I kept wondering how Black Swan would have emerged if someone like Brian De Palma (or Dario Argento who equally loves to tread in this territory) had directed it. The number of deaths would certainly have been upped – Barbara Hershey’s mother would have been targeted, probably Vincent Cassel’s ballet director too. (If it was an Argento film, there would have no doubt been a few other supplementary victims who were unrelated to anything else. Black Swan makes interesting comparison to Argento’s Opera (1987), which similarly sets a series of murders backstage of a high art stage production). The dextrous games of double identity and dream/illusion would probably have been the same, although both directors may well have thrown in an additional twist ending that left you unsure what was going on.

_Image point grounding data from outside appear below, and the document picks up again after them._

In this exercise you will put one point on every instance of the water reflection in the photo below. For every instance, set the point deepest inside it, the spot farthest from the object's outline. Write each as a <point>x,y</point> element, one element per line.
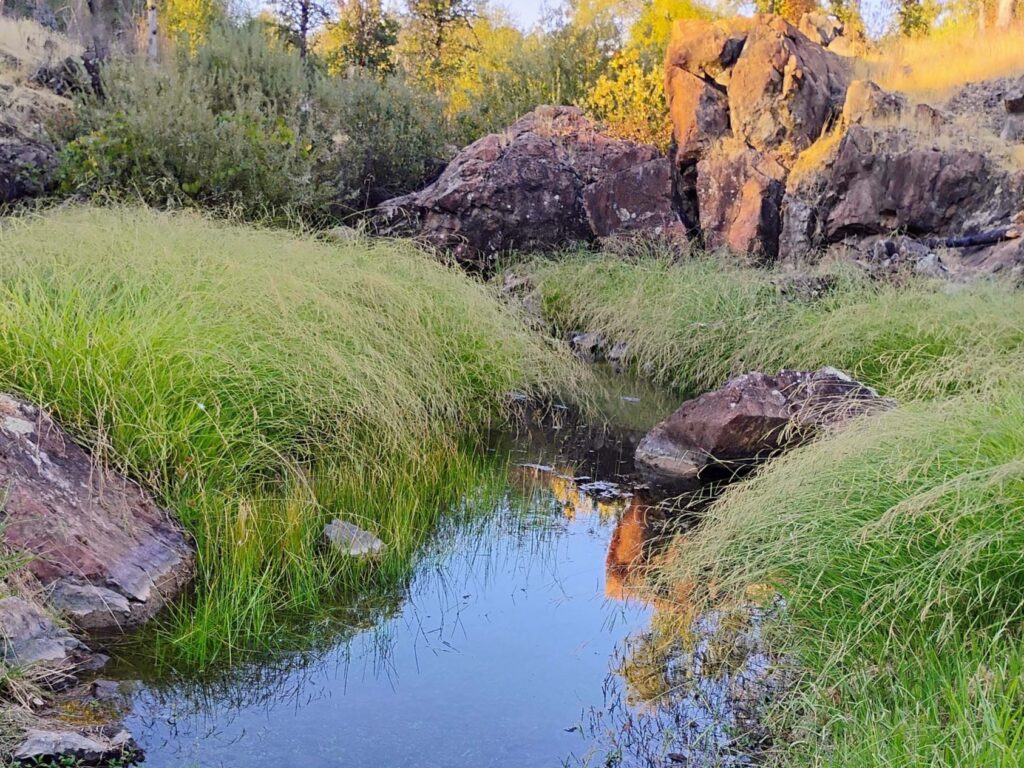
<point>496,651</point>
<point>524,638</point>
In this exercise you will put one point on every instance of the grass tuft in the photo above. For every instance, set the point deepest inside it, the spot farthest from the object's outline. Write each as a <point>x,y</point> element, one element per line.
<point>262,383</point>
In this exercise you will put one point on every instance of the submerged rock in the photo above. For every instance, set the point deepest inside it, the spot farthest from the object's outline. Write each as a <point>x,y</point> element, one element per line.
<point>66,747</point>
<point>351,540</point>
<point>751,418</point>
<point>107,555</point>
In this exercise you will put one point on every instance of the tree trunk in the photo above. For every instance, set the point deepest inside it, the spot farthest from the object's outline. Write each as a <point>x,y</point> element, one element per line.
<point>153,48</point>
<point>304,23</point>
<point>1004,13</point>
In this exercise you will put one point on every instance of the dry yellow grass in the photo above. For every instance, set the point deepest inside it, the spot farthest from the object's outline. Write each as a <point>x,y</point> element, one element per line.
<point>932,67</point>
<point>30,44</point>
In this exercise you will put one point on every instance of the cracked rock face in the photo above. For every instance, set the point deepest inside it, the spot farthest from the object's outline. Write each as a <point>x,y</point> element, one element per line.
<point>751,418</point>
<point>107,556</point>
<point>549,180</point>
<point>747,96</point>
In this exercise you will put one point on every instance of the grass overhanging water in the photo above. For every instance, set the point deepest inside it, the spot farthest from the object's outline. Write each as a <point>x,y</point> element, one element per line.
<point>262,383</point>
<point>895,543</point>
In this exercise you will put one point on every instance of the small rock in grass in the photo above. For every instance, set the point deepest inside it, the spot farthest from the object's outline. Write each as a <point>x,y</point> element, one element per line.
<point>53,747</point>
<point>751,418</point>
<point>351,540</point>
<point>589,346</point>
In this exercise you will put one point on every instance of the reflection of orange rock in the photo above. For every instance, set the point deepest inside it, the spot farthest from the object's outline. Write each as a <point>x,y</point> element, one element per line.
<point>628,555</point>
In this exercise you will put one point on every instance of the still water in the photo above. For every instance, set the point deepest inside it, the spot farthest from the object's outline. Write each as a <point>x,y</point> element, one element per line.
<point>498,655</point>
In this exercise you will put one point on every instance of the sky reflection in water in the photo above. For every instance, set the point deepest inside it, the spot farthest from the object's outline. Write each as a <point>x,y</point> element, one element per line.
<point>496,657</point>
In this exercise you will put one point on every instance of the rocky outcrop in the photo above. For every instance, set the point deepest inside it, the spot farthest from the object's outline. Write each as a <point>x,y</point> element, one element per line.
<point>551,179</point>
<point>752,418</point>
<point>30,638</point>
<point>881,174</point>
<point>71,76</point>
<point>745,97</point>
<point>740,196</point>
<point>28,157</point>
<point>784,90</point>
<point>780,154</point>
<point>26,169</point>
<point>102,552</point>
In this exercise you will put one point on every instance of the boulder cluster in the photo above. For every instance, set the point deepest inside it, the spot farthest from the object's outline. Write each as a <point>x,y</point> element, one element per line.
<point>778,152</point>
<point>549,180</point>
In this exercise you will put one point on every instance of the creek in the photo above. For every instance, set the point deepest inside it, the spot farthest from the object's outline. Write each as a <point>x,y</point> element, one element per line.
<point>509,648</point>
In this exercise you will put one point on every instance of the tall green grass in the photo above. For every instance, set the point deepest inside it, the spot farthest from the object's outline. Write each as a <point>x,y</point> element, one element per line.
<point>897,544</point>
<point>261,383</point>
<point>692,324</point>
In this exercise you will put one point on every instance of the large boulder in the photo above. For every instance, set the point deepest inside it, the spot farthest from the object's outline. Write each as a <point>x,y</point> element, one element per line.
<point>739,194</point>
<point>780,89</point>
<point>107,556</point>
<point>699,113</point>
<point>784,89</point>
<point>551,179</point>
<point>745,97</point>
<point>753,417</point>
<point>878,179</point>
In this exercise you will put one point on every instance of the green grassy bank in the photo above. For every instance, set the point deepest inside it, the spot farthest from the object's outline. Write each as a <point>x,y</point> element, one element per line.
<point>898,543</point>
<point>261,383</point>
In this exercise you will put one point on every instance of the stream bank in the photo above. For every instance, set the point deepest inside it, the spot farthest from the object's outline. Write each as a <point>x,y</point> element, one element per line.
<point>515,642</point>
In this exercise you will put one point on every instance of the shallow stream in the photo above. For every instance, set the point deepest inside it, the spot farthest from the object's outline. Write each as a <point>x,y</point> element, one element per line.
<point>506,650</point>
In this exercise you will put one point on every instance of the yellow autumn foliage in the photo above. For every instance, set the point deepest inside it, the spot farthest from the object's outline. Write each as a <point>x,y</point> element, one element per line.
<point>630,100</point>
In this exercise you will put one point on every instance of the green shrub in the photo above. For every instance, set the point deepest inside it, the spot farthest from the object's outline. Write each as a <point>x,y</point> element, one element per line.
<point>242,126</point>
<point>386,138</point>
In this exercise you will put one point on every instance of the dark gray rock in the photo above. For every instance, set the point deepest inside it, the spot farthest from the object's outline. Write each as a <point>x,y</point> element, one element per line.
<point>58,747</point>
<point>351,540</point>
<point>751,418</point>
<point>549,180</point>
<point>105,553</point>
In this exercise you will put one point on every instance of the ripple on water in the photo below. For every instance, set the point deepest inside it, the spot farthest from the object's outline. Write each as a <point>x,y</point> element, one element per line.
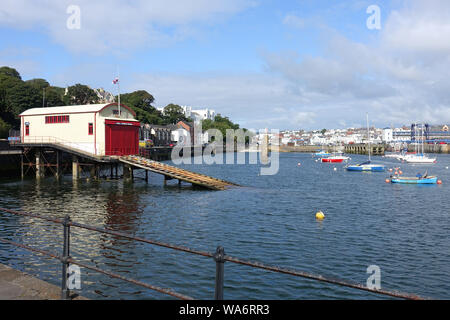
<point>403,229</point>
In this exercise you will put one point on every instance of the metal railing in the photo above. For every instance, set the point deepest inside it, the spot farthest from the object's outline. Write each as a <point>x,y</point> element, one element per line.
<point>80,147</point>
<point>219,258</point>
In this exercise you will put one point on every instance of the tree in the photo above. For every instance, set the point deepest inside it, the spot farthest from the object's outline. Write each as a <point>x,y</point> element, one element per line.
<point>141,102</point>
<point>173,113</point>
<point>80,94</point>
<point>39,84</point>
<point>10,72</point>
<point>222,124</point>
<point>4,129</point>
<point>54,96</point>
<point>16,96</point>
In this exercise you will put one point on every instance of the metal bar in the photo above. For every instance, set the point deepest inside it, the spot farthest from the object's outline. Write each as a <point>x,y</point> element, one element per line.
<point>157,243</point>
<point>139,283</point>
<point>220,263</point>
<point>225,258</point>
<point>65,292</point>
<point>320,278</point>
<point>113,275</point>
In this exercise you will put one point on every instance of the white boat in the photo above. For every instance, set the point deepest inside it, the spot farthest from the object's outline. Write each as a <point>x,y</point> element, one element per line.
<point>368,165</point>
<point>419,156</point>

De Palma would have turned the lesbian love scene into something far more hot and passionate than it is and almost certainly have gotten the two actresses undressed, whereas it feels here like Darren Aronofsky is either being too milquetoast or constrained by his actresses’ non-nudity clauses to open the scene up and as a result it emerges with barely enough steam to mist a bathroom mirror. Contrast the lesbian love scenes to those in Brian De Palma’s Femme Fatale and see how tamely Darren Aronofsky delivers it, even though Aronofksky clearly thinks he is being more adventurous than he is. I am sure I would have enjoyed Black Swan more if Brian De Palma had made it and it had been more honest about being a psycho-thriller.
For all his being nominated on various Best Directors’ lists of the year, Darren Aronofsky’s style is relatively middle of the road. The sole scene where I felt that he came into his own was the one where Natalie Portman leaves the murder scene and goes on stage where she unexpectedly and triumphally metamorphoses into the black swan. Aronosky’s means of showing Natalie Portman’s breakdown often seems melodramatic – I never fully worked out what seeing her digitally breaking out into scales and her eyes turning red was all about. Certainly, his depiction of her mental state – involving masturbatory sessions, illusory girl-girl love action, murders and physical transformation into swans – would be preposterously melodramatic in any film with a less able director.
Natalie Portman’s performance accrued a great deal of acclaim (and even won her a Best Actress Academy Award), although in the end it is only a one-note performance. The only emotional level she is allowed to play on is one of increasing anxiety. There is not much more to the role than that. It is a performance that is almost entirely relayed physically – she is all lean sinew, withdrawn nervousness and nothing else. Certainly, Portman is doing her own dancing and should be commended for throwing herself into the role.
It is at least good to see Mila Kunis moving out of bimbo and light romcom roles – contrast her role here to the vapid performance she delivered in The Book of Eli (2010) earlier in the year to see what extremes she has travelled – although it may require something more substantial yet to convince us that she is more than that. Vincent Cassel is all French arrogance and perfectly suited for the part.
Black Swan is parodied in Scary MoVie (2013) and 30 Nights of Paranormal Activity with the Devil Inside the Girl with the Dragon Tattoo (2013).
(Nominee for Best Actress (Natalie Portman) and Best Supporting Actor (Vincent Cassel) at this site’s Best of 2010 Awards).